During the last week of the 2006 legislative session, a number of bills affecting the California Community Colleges were approved by both houses of the Legislature, enrolled, and sent to the Governor for his signature or veto. Of those, the following bills have been signed by the Governor and will become law:

AB 1319 (Liu, D-La Canada Flintridge): Adult Education: Joint Data Systems: California Community Colleges

This bill specifies the intent of the Legislature to enact legislation that develops a coordinated adult education data system. The bill requires the Chancellor of the California Community Colleges and the Superintendent of Public Instruction, using existing resources, to convene a working group of adult education and data experts to review the separate, existing adult education and noncredit instruction data systems, and report to the Legislature and the Governor by July 1, 2007, on the feasibility, design, and cost of a common data set in adult education.

AB 162 (Leslie, R-Tahoe City): School Facilities: Department of General Services: California Community Colleges

The bill will require the Department of General Services, in consultation with participating school districts and community college districts, to establish mutually determined timeframe goals for a project’s plan review, district and consultant response, response review, and final approval.

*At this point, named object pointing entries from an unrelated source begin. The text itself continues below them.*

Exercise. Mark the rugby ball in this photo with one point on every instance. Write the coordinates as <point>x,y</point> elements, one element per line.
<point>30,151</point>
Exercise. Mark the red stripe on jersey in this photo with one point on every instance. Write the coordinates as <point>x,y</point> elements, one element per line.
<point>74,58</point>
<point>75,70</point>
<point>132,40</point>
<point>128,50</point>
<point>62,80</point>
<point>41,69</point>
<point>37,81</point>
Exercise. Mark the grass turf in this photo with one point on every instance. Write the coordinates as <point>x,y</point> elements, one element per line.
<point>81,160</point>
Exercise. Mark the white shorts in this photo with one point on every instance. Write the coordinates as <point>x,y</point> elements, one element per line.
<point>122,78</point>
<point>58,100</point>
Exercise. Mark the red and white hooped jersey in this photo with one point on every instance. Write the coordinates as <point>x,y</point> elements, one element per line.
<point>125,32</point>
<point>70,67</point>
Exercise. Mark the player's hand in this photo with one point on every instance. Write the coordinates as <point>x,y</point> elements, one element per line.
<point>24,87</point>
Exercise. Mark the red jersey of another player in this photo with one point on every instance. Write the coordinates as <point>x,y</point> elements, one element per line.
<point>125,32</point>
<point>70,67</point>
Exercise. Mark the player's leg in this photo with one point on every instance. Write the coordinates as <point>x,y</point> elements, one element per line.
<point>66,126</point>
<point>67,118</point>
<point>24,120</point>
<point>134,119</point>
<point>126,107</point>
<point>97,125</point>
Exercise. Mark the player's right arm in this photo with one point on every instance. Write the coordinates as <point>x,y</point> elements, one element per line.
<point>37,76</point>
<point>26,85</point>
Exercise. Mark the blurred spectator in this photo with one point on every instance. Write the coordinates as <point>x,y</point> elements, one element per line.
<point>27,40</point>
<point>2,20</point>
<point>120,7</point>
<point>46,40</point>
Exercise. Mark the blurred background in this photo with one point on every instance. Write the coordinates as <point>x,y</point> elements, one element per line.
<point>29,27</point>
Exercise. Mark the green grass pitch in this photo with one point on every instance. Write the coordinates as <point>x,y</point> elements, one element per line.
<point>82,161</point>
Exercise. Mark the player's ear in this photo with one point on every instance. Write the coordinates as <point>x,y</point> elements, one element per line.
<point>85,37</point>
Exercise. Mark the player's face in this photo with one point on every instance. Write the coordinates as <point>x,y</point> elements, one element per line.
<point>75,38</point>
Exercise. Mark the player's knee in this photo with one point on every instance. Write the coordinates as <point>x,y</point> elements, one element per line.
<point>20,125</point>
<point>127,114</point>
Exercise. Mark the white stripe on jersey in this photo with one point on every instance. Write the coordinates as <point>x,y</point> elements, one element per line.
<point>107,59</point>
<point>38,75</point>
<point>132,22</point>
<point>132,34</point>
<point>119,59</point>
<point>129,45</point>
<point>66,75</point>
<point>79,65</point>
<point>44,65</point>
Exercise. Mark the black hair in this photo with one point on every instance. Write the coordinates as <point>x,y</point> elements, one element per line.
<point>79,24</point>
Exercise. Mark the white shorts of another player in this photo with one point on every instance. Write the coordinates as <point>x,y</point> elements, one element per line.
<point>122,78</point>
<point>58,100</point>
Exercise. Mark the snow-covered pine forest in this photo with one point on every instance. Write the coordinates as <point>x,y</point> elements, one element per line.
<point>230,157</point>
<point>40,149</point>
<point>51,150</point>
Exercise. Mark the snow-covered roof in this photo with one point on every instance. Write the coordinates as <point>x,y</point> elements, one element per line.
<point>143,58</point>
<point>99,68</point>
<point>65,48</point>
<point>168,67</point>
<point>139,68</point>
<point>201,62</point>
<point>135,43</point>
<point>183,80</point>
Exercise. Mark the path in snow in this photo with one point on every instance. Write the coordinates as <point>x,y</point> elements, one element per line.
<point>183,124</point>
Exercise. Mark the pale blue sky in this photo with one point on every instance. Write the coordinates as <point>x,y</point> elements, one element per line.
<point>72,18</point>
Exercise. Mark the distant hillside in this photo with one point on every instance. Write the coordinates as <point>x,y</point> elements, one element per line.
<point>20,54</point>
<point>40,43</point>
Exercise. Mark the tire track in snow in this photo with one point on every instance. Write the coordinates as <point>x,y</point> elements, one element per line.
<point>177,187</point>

AB 2165 (La Suer, R-La Mesa): Postsecondary Education: Intercollegiate Athletics

This bill, notwithstanding the provision that authorizes community college district governing boards to enforce rules and regulations relating to intercollegiate athletics or any other provision of law, prohibits any student athlete enrolled at any campus of the University of California, the California State University, or the California Community Colleges from participating as a member of any intercollegiate athletic team, or as a participant in any intercollegiate athletic event, if he or she, at any time after his or her enrollment as a college or university student, is prosecuted as an adult and is convicted of any of several specified crimes.
AB 2293 (Nava, D-Santa Barbara): Unemployment Compensation: False Information: Educational Institutions

This bill would authorize the assessment of penalties against an employer, or agent of that employer, in submitting facts concerning the termination of a claimant’s employment, when the claimant, while performing services for an educational institution, willfully makes a false statement or representation or willfully fails to report a material fact regarding any week during which the services were performed or any time granted to the claimant for professional development during his or her employment with that employer.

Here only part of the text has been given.